Dropping down onto the rumpled bed, Sacha pulled on socks and a pair of black Converse high-tops.
‘The book is here.’ He pulled a slim, ancient volume from the top of the stack on his bed and handed it to her.
As he laced up his shoes, Taylor looked at it curiously. He’d told her about it long ago – it was a hand-written history of his family.
Why does the professor want this?
Jumping to his feet, Sacha swiped his hoody off the back of the door, shrugging it on as he ushered her out into the hallway.
When she handed the book back to him, their fingers brushed.

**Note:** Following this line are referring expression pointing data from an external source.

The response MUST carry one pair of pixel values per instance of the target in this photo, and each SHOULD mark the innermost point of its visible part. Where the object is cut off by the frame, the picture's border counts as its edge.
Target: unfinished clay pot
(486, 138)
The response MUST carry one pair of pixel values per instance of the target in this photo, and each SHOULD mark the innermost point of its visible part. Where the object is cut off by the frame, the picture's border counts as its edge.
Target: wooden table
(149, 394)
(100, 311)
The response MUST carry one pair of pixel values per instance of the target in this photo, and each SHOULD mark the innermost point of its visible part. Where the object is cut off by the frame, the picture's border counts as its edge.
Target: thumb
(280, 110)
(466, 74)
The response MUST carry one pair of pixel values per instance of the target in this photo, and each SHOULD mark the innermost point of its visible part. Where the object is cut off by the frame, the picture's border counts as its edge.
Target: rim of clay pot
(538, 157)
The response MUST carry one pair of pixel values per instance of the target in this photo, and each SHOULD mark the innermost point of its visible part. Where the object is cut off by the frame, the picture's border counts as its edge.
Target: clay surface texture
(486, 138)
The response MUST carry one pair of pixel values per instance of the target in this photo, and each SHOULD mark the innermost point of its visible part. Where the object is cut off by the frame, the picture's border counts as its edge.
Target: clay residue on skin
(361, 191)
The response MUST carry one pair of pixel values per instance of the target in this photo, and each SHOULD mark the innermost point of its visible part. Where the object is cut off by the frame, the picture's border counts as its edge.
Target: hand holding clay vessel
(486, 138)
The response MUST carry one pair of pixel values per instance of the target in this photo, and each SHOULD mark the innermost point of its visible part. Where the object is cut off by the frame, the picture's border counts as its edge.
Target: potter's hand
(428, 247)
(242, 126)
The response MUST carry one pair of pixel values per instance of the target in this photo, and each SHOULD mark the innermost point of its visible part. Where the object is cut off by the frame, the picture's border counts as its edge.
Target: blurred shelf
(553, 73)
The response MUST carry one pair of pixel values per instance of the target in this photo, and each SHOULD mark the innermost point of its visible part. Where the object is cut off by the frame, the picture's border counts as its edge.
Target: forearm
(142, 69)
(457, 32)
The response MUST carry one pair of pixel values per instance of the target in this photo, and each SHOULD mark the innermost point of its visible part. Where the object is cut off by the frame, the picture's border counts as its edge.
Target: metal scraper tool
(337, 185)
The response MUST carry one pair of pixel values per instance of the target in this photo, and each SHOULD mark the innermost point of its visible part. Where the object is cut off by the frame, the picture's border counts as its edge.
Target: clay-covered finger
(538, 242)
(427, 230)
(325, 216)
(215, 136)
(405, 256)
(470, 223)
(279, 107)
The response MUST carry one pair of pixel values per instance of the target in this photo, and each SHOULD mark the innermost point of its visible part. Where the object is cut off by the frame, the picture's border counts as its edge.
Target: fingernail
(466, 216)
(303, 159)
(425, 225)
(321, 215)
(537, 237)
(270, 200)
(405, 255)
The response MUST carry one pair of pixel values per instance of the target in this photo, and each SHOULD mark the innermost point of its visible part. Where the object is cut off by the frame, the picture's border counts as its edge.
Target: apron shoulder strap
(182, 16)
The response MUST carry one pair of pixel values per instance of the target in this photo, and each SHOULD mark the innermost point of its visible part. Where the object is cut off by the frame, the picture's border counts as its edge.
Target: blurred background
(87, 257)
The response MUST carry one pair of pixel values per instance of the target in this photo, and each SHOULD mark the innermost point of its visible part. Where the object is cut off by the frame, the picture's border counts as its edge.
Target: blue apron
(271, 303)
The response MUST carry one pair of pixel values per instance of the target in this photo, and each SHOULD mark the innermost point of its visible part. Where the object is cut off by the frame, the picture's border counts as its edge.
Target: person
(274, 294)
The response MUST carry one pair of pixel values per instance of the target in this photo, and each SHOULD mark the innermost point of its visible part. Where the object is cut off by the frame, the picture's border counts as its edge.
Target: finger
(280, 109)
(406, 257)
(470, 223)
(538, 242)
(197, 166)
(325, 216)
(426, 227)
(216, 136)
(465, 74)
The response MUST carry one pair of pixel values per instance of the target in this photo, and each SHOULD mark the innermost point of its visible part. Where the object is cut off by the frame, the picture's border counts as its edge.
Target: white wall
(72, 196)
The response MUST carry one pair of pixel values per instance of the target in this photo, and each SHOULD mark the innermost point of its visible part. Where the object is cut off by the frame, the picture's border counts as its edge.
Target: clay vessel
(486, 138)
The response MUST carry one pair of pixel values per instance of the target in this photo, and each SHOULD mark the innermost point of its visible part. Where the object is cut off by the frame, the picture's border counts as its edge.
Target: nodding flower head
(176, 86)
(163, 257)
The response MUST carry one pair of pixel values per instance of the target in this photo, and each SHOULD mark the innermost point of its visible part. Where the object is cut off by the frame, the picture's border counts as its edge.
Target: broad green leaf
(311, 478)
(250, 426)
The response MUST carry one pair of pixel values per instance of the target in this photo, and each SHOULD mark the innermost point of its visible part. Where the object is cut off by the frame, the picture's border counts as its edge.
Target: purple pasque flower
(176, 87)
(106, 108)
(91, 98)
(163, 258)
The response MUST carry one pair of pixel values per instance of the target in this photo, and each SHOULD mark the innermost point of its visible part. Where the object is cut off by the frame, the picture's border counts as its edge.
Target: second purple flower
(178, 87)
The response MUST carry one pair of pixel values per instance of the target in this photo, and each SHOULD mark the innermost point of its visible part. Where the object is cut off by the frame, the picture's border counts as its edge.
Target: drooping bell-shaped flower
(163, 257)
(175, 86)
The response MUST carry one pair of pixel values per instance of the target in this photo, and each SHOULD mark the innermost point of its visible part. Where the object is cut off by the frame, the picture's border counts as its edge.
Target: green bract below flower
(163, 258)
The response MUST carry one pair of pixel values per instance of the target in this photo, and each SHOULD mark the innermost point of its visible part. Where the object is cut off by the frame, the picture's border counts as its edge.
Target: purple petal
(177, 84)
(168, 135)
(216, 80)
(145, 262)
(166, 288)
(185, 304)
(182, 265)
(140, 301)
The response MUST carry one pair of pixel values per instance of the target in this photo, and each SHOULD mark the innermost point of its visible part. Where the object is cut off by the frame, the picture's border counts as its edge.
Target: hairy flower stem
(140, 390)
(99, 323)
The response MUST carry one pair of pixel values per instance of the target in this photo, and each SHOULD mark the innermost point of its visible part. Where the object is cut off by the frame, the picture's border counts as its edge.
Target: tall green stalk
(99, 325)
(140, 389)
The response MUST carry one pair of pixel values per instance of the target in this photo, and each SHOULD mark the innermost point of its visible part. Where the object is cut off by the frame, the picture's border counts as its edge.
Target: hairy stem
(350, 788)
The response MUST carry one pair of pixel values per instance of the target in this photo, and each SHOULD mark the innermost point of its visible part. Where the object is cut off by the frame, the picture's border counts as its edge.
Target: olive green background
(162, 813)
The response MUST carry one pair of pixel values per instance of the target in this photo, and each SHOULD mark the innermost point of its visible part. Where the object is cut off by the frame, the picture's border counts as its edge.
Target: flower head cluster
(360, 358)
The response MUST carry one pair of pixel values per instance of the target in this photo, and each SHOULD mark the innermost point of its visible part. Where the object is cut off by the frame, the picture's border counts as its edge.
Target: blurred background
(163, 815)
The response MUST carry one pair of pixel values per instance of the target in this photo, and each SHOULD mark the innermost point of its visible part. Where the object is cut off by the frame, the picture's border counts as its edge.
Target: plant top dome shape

His eyes flickered to meet hers.
Heat rushed to her face and she looked away.
They headed down the stairs.
‘Where were you last night? I stopped by your room late – you weren’t there.’ His tone was too casual to be casual.
Taylor’s heart skipped a beat.
‘I fell asleep in the professor’s office,’ she said, and Sacha stopped abruptly and shot her a look she couldn’t read. It almost looked like jealousy.
‘What happened, then? You said you would tell me. Is he the one who hurt you?’ He pointed at her bandage.
She shook her head so hard her curls flew.
‘We found a demonic book,’ she explained. ‘The book hurt me.’
Creases formed in his forehead. ‘A book hurt you?’
The scepticism in his voice made Taylor laugh.
‘Welcome to alchemy,’ she said. ‘Even the books will kill you.’
* * *
‘Professor?’ Taylor said as she pushed open Zeitinger’s door. ‘We’re back.’
As he took in the crowded office, Sacha’s expression was a complex mixture of surprise and doubt. If he had felt any jealousy earlier – which was unlikely – it had evaporated at the sight of the professor’s deeply lined face and snow-white halo of candyfloss hair.